Porque, ¿en qué clase de Dios creer? ¿El castigador o el bondadoso?

Cristo es un mediador entre el hombre y algo más, si es que lo hay. Por eso la enorme mayoría cree más en su figura, porque si hay una figura humana en ese sentido es Cristo. Con todo, el aspecto religioso es inherente a la vida, y preocupa más la situación del ser humano que la existencia de un ser superior y, sobre todo, hemos ido aprendiendo que si existe algo, está en relación directa con nuestro trabajo hacia él.

Hoy la Iglesia se ha convertido en una institución como de la Edad Media, y sobre todo queriendo transformar al ser humano en un retrógrada del siglo XXI, después de todo lo que se ha sufrido para lograr que la ciencia nos dé una nueva luz. Por ello, en una relación contemporánea, Dios está más ligado a la ciencia que a las iglesias.

Dios ahora mismo está más en el científico que trabaja con el microscopio que en el obispo, porque es un hecho que Dios nada tiene que ver con él.

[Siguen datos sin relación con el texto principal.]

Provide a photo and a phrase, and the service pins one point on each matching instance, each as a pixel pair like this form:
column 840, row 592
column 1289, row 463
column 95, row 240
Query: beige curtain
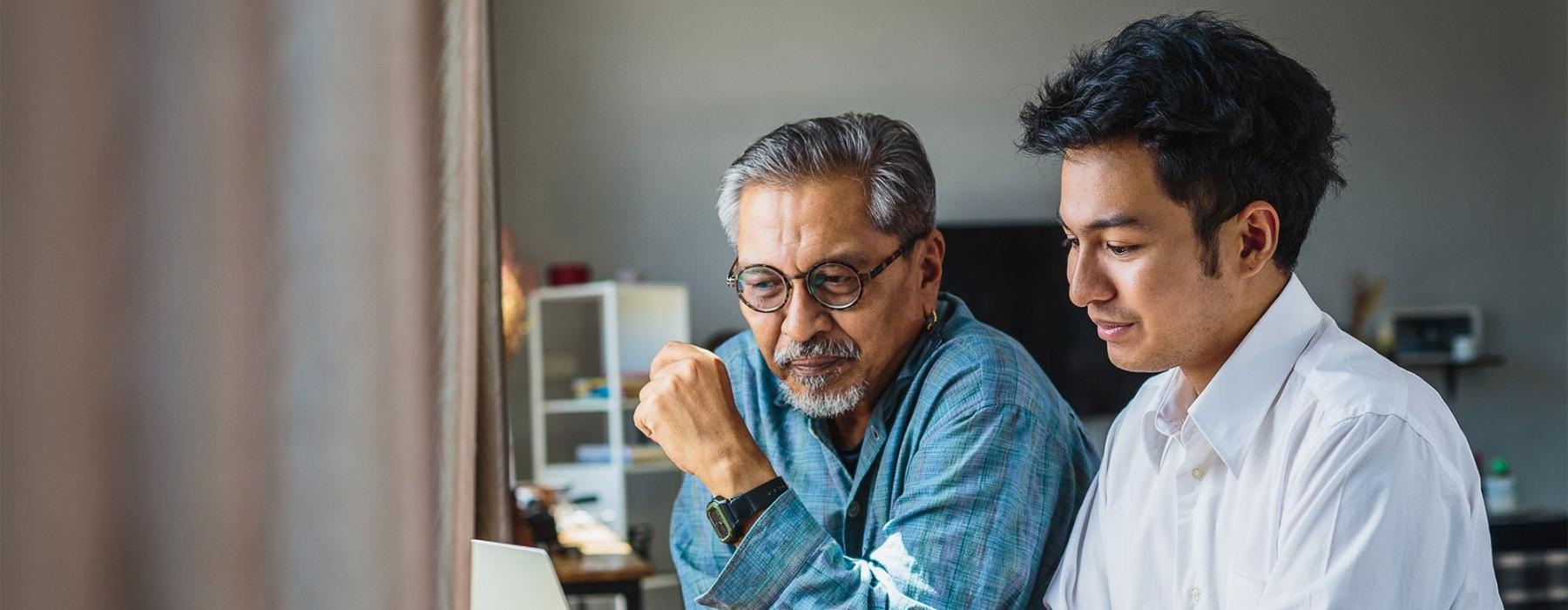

Y si alguna vez Dios fue una utopía, al menos en una etapa de la vida, en nuestra infancia lejana y cada vez con más lagunas, hoy se ha vuelto un factor para la depresión, porque la filosofía se ha convertido en retórica hueca, sin mayor significado que el valor de la inmediatez, como la euforia transitoria de una dosis de cualquier droga en uso en la simulación cómplice de las autoridades.

Como dicen: en cierto sentido, la ciencia y la religión nunca estarán verdaderamente reconciliadas. Quizás no deberían estarlo.

El escenario contumaz de la ciencia es la eterna duda; el corazón de la religión es la fe. Seguramente tanto la gente de profundas convicciones religiosas como los grandes científicos tratan de comprender el mundo.

En otro tiempo, la ciencia y la religión fueron vistas como dos formas, fundamentalmente diferentes, incluso antagónicas, de perseguir tal búsqueda, y la ciencia fue acusada de enterrar la fe y matar a Dios. Ahora, en cambio, puede que refuerce la fe.

Y aunque no pueda probar la existencia de Dios, la ciencia podría susurrar a los creyentes dónde buscar lo divino.